One amongst the issues that we tend to have been addressing extensively lately is the issue of auditing and automation. This has come most typically been raised when we’ve been discussing how to handle automating control assessments in conjunction with implementing the twenty Crucial Controls. One among the core principles of the twenty Essential Controls is that organizations want to have the flexibility to automate security assessments in order to cut back risk detection times and permit for a additional prompt response to detected threats.

One manner to help with the automation of any given assessment is to script your assessments and automate the scripts you write. This manner your tests will work for you and will automatically respond in some method ought to a specific event be discovered. Rather than making a mechanism to perform detection and alerting from scratch, why not use a mechanism that’s already built into most Microsoft Windows versions you’re already running? The Windows Event Log may be a nice place to start.

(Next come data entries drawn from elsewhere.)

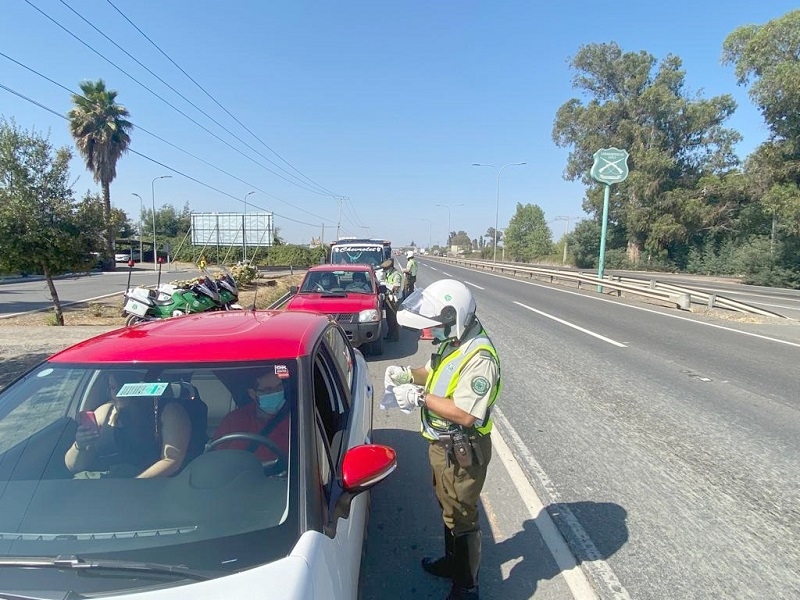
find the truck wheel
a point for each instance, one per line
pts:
(375, 347)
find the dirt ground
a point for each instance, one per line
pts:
(27, 340)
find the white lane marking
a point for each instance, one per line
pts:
(568, 324)
(594, 564)
(574, 577)
(649, 310)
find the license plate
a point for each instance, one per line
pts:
(136, 308)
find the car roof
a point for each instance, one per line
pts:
(225, 336)
(341, 267)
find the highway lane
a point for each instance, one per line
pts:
(692, 429)
(666, 450)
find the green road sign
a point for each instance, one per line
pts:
(610, 165)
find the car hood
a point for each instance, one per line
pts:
(332, 304)
(292, 578)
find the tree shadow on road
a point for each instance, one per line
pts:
(515, 566)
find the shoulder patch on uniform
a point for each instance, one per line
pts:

1st, you’ll use a command such as EventCreate to get new event log entries as a result of a particular action in your scripts. As an example, if you use nmap with PBNJ to look for brand new hosts on your network (assume vital management #one), then you may use EventCreate to generate an event log entry every time a brand new device is discovered. Or, for example, let’s say you use WMIC to list startup items on a machines (think critical control #a pair of), then you may use EventCreate to come up with an occurrence log entry each time a new startup entry is added. Get the idea? Use engineered in Windows tools to support your automation efforts - and all it costs is a very little sweat equity and trial with built in tools!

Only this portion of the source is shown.